Aucune action ne peut être pilotée, aucun objectif ne peut être réalisé sans l'utilisation d'indicateurs.
NUMERAL ADVANCE propose la construction d'une architecture d'indicateurs indépendamment de tout référentiel. Ainsi, les indicateurs doivent être déterminés avant tout déploiement de moyens et de préparation d'actions.

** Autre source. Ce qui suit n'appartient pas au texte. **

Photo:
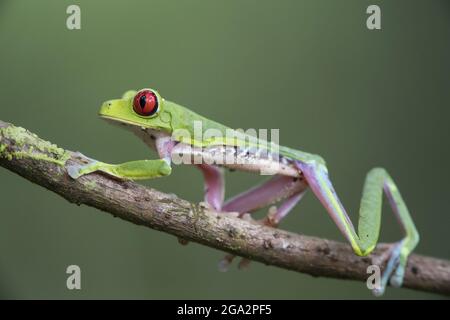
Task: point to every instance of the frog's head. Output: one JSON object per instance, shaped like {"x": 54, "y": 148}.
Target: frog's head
{"x": 143, "y": 108}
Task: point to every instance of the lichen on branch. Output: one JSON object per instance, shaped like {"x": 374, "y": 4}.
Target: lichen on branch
{"x": 44, "y": 163}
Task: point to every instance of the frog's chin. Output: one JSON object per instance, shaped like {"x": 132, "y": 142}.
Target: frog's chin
{"x": 119, "y": 122}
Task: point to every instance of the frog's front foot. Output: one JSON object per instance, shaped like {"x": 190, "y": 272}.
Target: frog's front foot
{"x": 77, "y": 170}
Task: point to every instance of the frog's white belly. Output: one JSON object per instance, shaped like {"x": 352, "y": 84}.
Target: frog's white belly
{"x": 235, "y": 159}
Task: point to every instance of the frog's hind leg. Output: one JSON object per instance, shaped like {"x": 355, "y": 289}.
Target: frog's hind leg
{"x": 365, "y": 240}
{"x": 272, "y": 191}
{"x": 214, "y": 185}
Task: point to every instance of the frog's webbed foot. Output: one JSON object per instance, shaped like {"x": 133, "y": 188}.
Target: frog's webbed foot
{"x": 77, "y": 170}
{"x": 279, "y": 187}
{"x": 395, "y": 264}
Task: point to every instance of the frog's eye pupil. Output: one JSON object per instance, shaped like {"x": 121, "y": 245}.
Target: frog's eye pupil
{"x": 145, "y": 103}
{"x": 142, "y": 101}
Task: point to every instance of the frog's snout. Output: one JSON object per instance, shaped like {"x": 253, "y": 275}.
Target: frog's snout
{"x": 108, "y": 107}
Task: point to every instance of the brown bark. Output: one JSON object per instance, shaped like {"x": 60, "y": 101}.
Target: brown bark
{"x": 168, "y": 213}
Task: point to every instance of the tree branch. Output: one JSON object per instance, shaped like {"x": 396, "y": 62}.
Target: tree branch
{"x": 43, "y": 163}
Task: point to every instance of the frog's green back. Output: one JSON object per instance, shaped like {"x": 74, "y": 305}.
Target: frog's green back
{"x": 183, "y": 118}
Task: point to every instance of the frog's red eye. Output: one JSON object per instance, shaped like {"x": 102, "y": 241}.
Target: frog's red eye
{"x": 145, "y": 103}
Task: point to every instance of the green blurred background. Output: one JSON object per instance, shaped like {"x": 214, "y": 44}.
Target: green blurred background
{"x": 359, "y": 98}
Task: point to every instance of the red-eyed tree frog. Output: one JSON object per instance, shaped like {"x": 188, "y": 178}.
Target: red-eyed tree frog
{"x": 170, "y": 128}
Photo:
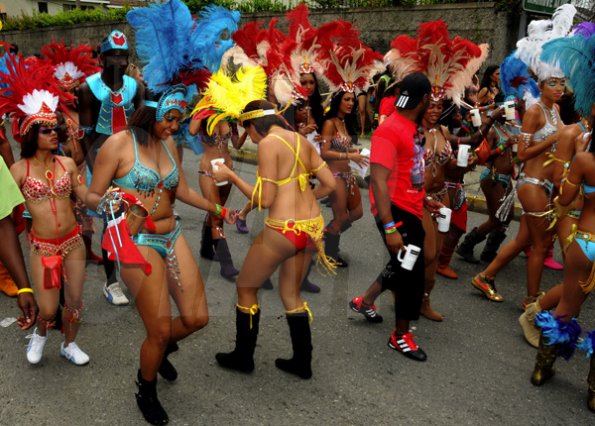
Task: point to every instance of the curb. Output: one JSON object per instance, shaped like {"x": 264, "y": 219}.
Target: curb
{"x": 475, "y": 203}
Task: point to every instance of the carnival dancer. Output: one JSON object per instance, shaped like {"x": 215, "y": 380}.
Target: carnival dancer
{"x": 72, "y": 65}
{"x": 540, "y": 132}
{"x": 10, "y": 249}
{"x": 106, "y": 100}
{"x": 47, "y": 181}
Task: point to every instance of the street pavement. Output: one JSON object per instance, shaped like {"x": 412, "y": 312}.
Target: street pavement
{"x": 477, "y": 371}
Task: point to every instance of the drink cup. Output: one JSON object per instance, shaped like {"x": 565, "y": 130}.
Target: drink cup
{"x": 215, "y": 165}
{"x": 509, "y": 111}
{"x": 463, "y": 155}
{"x": 408, "y": 256}
{"x": 443, "y": 219}
{"x": 475, "y": 117}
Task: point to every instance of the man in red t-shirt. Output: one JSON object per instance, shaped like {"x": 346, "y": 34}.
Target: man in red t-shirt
{"x": 397, "y": 197}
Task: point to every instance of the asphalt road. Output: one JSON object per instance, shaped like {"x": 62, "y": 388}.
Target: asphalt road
{"x": 477, "y": 371}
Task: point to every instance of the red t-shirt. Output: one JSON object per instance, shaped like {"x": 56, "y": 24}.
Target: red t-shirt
{"x": 387, "y": 106}
{"x": 393, "y": 147}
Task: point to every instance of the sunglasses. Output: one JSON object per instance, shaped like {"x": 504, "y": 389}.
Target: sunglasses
{"x": 48, "y": 130}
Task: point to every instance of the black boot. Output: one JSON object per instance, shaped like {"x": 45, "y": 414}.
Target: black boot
{"x": 465, "y": 249}
{"x": 242, "y": 357}
{"x": 301, "y": 340}
{"x": 307, "y": 285}
{"x": 495, "y": 238}
{"x": 147, "y": 401}
{"x": 206, "y": 243}
{"x": 228, "y": 271}
{"x": 166, "y": 369}
{"x": 544, "y": 362}
{"x": 331, "y": 248}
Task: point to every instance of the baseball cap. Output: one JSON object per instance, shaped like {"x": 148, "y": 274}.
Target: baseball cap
{"x": 412, "y": 90}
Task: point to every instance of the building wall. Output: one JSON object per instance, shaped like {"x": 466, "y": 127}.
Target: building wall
{"x": 478, "y": 22}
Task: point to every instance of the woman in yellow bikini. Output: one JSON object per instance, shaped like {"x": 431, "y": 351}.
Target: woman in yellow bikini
{"x": 293, "y": 231}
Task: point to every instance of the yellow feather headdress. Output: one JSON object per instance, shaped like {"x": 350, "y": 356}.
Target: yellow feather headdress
{"x": 228, "y": 93}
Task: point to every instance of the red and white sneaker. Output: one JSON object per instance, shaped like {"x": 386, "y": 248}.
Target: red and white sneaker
{"x": 406, "y": 345}
{"x": 368, "y": 311}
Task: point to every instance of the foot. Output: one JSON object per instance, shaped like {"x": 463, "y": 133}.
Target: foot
{"x": 487, "y": 286}
{"x": 368, "y": 311}
{"x": 551, "y": 263}
{"x": 447, "y": 272}
{"x": 35, "y": 347}
{"x": 74, "y": 354}
{"x": 166, "y": 369}
{"x": 301, "y": 369}
{"x": 114, "y": 294}
{"x": 406, "y": 345}
{"x": 241, "y": 225}
{"x": 235, "y": 361}
{"x": 309, "y": 287}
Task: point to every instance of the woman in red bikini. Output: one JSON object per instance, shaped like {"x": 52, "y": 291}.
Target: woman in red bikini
{"x": 293, "y": 231}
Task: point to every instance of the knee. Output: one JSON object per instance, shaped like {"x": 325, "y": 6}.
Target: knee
{"x": 195, "y": 322}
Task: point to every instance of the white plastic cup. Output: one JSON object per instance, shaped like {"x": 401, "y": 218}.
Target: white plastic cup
{"x": 215, "y": 165}
{"x": 463, "y": 155}
{"x": 509, "y": 111}
{"x": 408, "y": 256}
{"x": 475, "y": 117}
{"x": 443, "y": 219}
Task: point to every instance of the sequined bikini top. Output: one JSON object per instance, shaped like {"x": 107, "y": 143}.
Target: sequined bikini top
{"x": 36, "y": 191}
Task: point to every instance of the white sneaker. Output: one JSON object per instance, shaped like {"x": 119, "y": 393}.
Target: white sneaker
{"x": 114, "y": 294}
{"x": 35, "y": 347}
{"x": 74, "y": 354}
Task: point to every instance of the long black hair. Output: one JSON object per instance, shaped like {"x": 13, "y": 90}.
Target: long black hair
{"x": 350, "y": 119}
{"x": 262, "y": 125}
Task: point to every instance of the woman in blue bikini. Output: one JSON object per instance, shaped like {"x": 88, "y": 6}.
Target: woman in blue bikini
{"x": 142, "y": 161}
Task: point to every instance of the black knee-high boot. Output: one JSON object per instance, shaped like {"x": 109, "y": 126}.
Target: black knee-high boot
{"x": 301, "y": 340}
{"x": 242, "y": 357}
{"x": 147, "y": 401}
{"x": 166, "y": 369}
{"x": 228, "y": 271}
{"x": 206, "y": 243}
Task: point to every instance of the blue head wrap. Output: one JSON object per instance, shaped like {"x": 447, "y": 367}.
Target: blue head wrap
{"x": 172, "y": 98}
{"x": 116, "y": 40}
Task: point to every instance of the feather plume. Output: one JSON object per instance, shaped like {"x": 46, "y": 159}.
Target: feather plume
{"x": 161, "y": 32}
{"x": 576, "y": 57}
{"x": 227, "y": 94}
{"x": 557, "y": 332}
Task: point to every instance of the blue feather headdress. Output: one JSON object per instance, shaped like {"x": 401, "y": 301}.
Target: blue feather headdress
{"x": 212, "y": 36}
{"x": 516, "y": 81}
{"x": 575, "y": 55}
{"x": 162, "y": 31}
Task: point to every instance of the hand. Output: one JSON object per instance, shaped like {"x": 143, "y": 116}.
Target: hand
{"x": 231, "y": 216}
{"x": 222, "y": 173}
{"x": 432, "y": 205}
{"x": 27, "y": 305}
{"x": 359, "y": 159}
{"x": 394, "y": 242}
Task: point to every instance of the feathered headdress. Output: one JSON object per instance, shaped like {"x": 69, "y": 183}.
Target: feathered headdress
{"x": 228, "y": 93}
{"x": 576, "y": 57}
{"x": 71, "y": 64}
{"x": 30, "y": 95}
{"x": 516, "y": 81}
{"x": 538, "y": 33}
{"x": 448, "y": 64}
{"x": 350, "y": 64}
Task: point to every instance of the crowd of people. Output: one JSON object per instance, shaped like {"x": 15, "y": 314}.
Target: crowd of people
{"x": 101, "y": 143}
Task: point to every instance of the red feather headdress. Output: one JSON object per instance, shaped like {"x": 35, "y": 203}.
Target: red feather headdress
{"x": 350, "y": 64}
{"x": 448, "y": 64}
{"x": 72, "y": 64}
{"x": 30, "y": 94}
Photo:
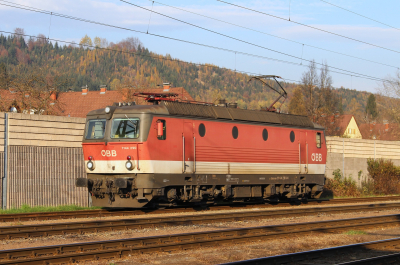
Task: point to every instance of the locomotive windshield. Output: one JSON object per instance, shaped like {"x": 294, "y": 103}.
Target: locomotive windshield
{"x": 95, "y": 129}
{"x": 125, "y": 128}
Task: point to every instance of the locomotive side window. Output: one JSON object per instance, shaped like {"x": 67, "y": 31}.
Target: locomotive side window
{"x": 265, "y": 134}
{"x": 95, "y": 129}
{"x": 292, "y": 136}
{"x": 202, "y": 130}
{"x": 125, "y": 128}
{"x": 318, "y": 140}
{"x": 235, "y": 132}
{"x": 161, "y": 130}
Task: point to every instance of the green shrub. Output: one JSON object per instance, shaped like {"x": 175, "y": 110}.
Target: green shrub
{"x": 342, "y": 186}
{"x": 385, "y": 176}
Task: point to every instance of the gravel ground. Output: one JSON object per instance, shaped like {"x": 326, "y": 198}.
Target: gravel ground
{"x": 223, "y": 253}
{"x": 251, "y": 250}
{"x": 149, "y": 215}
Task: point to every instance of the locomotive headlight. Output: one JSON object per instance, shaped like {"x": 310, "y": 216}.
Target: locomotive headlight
{"x": 129, "y": 165}
{"x": 90, "y": 165}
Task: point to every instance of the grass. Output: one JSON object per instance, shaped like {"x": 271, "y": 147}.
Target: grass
{"x": 355, "y": 232}
{"x": 25, "y": 208}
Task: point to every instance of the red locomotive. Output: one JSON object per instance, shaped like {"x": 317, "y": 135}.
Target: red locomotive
{"x": 174, "y": 153}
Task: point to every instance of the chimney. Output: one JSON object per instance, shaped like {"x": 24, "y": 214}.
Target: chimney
{"x": 166, "y": 87}
{"x": 85, "y": 90}
{"x": 103, "y": 89}
{"x": 371, "y": 127}
{"x": 53, "y": 95}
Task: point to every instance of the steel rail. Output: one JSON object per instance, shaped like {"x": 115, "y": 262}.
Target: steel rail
{"x": 117, "y": 248}
{"x": 381, "y": 245}
{"x": 25, "y": 231}
{"x": 106, "y": 213}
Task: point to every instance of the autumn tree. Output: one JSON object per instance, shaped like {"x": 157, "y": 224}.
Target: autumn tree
{"x": 321, "y": 101}
{"x": 97, "y": 42}
{"x": 34, "y": 89}
{"x": 309, "y": 87}
{"x": 370, "y": 109}
{"x": 4, "y": 77}
{"x": 86, "y": 41}
{"x": 389, "y": 95}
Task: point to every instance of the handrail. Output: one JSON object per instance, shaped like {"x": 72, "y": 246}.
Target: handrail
{"x": 183, "y": 154}
{"x": 307, "y": 157}
{"x": 299, "y": 159}
{"x": 194, "y": 155}
{"x": 137, "y": 155}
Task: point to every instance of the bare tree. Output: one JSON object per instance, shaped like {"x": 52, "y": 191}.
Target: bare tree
{"x": 389, "y": 98}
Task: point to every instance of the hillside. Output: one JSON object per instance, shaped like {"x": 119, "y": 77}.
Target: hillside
{"x": 129, "y": 60}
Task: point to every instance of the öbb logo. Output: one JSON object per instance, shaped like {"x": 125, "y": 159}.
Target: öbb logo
{"x": 316, "y": 157}
{"x": 108, "y": 153}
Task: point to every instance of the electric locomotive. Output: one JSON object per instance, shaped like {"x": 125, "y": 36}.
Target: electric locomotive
{"x": 179, "y": 153}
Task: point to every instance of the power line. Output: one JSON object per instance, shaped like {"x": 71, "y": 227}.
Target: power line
{"x": 275, "y": 36}
{"x": 344, "y": 72}
{"x": 132, "y": 53}
{"x": 243, "y": 41}
{"x": 359, "y": 14}
{"x": 309, "y": 26}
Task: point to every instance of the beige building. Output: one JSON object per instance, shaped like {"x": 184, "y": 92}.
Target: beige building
{"x": 349, "y": 127}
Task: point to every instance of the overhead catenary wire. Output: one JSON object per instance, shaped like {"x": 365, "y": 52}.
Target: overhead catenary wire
{"x": 309, "y": 26}
{"x": 243, "y": 41}
{"x": 275, "y": 36}
{"x": 132, "y": 53}
{"x": 340, "y": 71}
{"x": 146, "y": 55}
{"x": 326, "y": 2}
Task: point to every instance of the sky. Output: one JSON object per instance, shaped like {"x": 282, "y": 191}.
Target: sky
{"x": 246, "y": 37}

Les indicateurs se traduisent par des mesures
réalisées au cours des opérations. Ces mesures donnent des éléments
indiscutables et objectifs sur l’état d’avancement des travaux en cours et
sur la consommation des ressources.
Que l’on sous traite une partie des opérations
ou que l’on s’organise en maîtrise d’œuvre et maîtrise d’ouvrage, on remplace
souvent le « faire » par le « faire faire » et la tendance
est de multiplier les indicateurs de pilotage et de surveillance. Cette
profusion de points de mesure est souvent à l’origine de confusion entre les
prestataires et les utilisateurs. En construisant une architecture de ces
indicateurs, NUMERAL ADVANCE propose une approche qui permet de dissocier les
indicateurs des référentiels, d’avoir une vue unique sur les indicateurs
fondamentaux, c'est-à-dire ceux liés aux métiers, et de faire un lien avec la
dimension technique de la solution.
Il s’agit de construire une architecture
d’indicateurs et de paramètres. Les paramètres sont les éléments qui influencent
les indicateurs.
Une architecture consiste à établir une
hiérarchie entre les différents indicateurs et paramètres pour déceler
les liens, les corrélations ou certaines pistes
d’explication.
Il s’agit en particulier
de :
- distinguer ce que l’on veut mesurer de ce que
l’on peut mesurer,
- dans la recherche des causes à effet,
d’éviter que l’amélioration d’un indicateur n’entraîne la dégradation d’un
autre,
- utiliser les liens entre indicateurs de
l’architecture pour communiquer les résultats de mesures aux différentes
protagonistes métiers
- établir une relation entre les indicateurs et la
modélisation afin de répondre à l’attente du besoin de performance de
l’utilisateur.
Pour NUMERAL ADVANCE, une bonne efficacité
demande à ce que les indicateurs et leurs architectures soient conçus et gérer
indépendamment des référentiels. Pour prendre un exemple, l’utilisateur est
intéressé par le nombre de factures traitées par le système dans la journée, peu
importe que le référentiel qualité de ce traitement soit ITIL, CMMI, Cobit ou
ISO9000 pour ne prendre que les principaux.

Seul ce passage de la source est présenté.